Basically, I give you meatballs because I’m too impatient to make meatloaf. They’re pretty much the same thing, except one is ball-shaped and one is loaf-shaped. Plus, if you’ve watched this show AT ALL, you know I love balls. They are so fun to eat!
So here’s how I make meatballs, with an impromptu sauce and everything! Learn to cook how I cook, where everything is magical and nothing is planned but somehow everyone still gets a glittery unicorn and a big plate of balls and a million dollars for dessert.
- For meatballs:
- 1 lb ground beef, or a combination of beef and pork
- 1 egg
- ½ cup dryish, starchy particles (breadcrumbs, oatmeal, cornflakes, you get the picture)

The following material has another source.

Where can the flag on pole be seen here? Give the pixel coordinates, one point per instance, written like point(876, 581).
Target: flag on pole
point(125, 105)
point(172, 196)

- ½ c finely chopped onion
- 1 clove garlic, minced
- handful parsley (1/4-1/2 cup), chopped
- 1 t each salt and pepper
- For sauce:
- 14 ounce can whole or chopped tomatoes
- 8 ounce can tomato sauce
- 2 cloves garlic, minced
- 1 teaspoon oregano
- 2 teaspoons dried basil
- ¼-1/2 teaspoon red pepper flakes
- ¼ teaspoon salt
- Mix all meatball ingredients together with your hands and form into 1.5 inch balls. You’ll probably get around 12 balls.

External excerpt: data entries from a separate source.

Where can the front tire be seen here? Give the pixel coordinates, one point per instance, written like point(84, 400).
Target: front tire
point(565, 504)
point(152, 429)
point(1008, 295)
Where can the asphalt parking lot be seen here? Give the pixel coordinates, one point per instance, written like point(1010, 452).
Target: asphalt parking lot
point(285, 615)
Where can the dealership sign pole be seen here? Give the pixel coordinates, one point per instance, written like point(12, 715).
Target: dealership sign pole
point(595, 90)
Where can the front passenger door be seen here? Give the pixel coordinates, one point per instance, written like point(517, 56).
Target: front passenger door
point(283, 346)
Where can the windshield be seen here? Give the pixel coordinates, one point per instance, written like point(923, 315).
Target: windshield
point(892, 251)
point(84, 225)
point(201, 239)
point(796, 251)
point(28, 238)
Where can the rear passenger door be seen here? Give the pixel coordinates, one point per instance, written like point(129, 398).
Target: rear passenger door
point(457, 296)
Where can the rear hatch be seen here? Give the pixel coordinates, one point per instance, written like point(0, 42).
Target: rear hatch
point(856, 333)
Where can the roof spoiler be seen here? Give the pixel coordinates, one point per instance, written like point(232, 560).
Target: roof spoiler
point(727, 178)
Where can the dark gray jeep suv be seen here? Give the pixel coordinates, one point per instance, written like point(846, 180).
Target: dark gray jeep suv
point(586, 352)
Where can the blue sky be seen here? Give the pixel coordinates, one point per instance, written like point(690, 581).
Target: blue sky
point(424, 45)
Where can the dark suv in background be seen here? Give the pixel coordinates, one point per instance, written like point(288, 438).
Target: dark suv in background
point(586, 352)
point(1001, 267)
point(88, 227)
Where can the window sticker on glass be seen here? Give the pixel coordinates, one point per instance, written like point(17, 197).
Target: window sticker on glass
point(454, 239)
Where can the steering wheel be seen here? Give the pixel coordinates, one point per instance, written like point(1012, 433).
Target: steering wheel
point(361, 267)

- Brown over med-high heat in a small amount of oil.
- Then add the canned tomatoes, tomato sauce, garlic, oregano, basil, red pepper, salt. Cover and turn heat to low. Simmer about 20 minutes.

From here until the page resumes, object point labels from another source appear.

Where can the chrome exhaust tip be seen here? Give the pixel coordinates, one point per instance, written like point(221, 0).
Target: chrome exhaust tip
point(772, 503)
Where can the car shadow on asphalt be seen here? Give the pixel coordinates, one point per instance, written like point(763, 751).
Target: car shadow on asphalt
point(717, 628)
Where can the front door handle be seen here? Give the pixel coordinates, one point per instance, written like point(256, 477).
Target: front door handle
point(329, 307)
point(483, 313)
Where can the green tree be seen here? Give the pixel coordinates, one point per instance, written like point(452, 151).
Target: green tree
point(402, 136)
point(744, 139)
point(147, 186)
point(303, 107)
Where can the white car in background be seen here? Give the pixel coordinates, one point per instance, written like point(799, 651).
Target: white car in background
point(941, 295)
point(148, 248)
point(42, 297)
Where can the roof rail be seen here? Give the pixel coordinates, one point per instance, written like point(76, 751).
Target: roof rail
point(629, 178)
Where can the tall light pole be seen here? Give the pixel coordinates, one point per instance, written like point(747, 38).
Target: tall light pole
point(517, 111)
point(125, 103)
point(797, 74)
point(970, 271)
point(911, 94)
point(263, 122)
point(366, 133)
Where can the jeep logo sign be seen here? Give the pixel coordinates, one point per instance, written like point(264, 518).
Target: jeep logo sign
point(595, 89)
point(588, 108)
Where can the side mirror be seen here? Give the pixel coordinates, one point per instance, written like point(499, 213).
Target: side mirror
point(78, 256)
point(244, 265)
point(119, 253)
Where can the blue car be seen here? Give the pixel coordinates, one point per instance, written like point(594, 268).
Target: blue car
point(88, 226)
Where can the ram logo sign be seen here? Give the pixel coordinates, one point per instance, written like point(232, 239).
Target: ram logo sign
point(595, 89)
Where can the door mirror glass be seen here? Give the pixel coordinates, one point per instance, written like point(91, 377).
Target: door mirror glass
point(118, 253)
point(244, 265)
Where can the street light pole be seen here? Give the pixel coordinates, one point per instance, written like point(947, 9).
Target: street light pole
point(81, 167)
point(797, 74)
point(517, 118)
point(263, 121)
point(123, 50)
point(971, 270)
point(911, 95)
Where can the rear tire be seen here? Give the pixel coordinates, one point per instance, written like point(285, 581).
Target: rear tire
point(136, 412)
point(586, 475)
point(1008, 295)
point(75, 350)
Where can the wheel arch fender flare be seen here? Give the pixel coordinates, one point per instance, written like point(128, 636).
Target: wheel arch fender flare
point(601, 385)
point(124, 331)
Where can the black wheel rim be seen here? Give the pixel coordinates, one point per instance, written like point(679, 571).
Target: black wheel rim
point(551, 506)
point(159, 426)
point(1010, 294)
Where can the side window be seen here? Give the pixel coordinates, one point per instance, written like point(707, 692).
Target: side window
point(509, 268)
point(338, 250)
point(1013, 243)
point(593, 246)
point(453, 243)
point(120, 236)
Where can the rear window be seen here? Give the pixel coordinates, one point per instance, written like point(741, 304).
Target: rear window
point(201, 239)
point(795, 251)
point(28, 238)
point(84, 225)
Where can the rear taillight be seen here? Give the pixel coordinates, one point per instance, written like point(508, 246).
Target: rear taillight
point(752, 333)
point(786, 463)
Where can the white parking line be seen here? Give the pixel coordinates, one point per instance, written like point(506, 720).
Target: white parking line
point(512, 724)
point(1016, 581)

- Meanwhile, cook you up a pound of noodles or what-have-you.
- Check on your balls. If the sauce is thin, cook with the lid off for another 10 minutes or so. Too thick, add a tablespoon or two of water or wine. (Make sure you leave the back door open to let the unicorns inside.)
- Eat your spaghetti and meatballs dinner.
- Then Richie Rich will stop by with dessert.
- Bone appeteet!
Serve meatballs with pasta or crusty bread and a salad with homemade vinaigrette!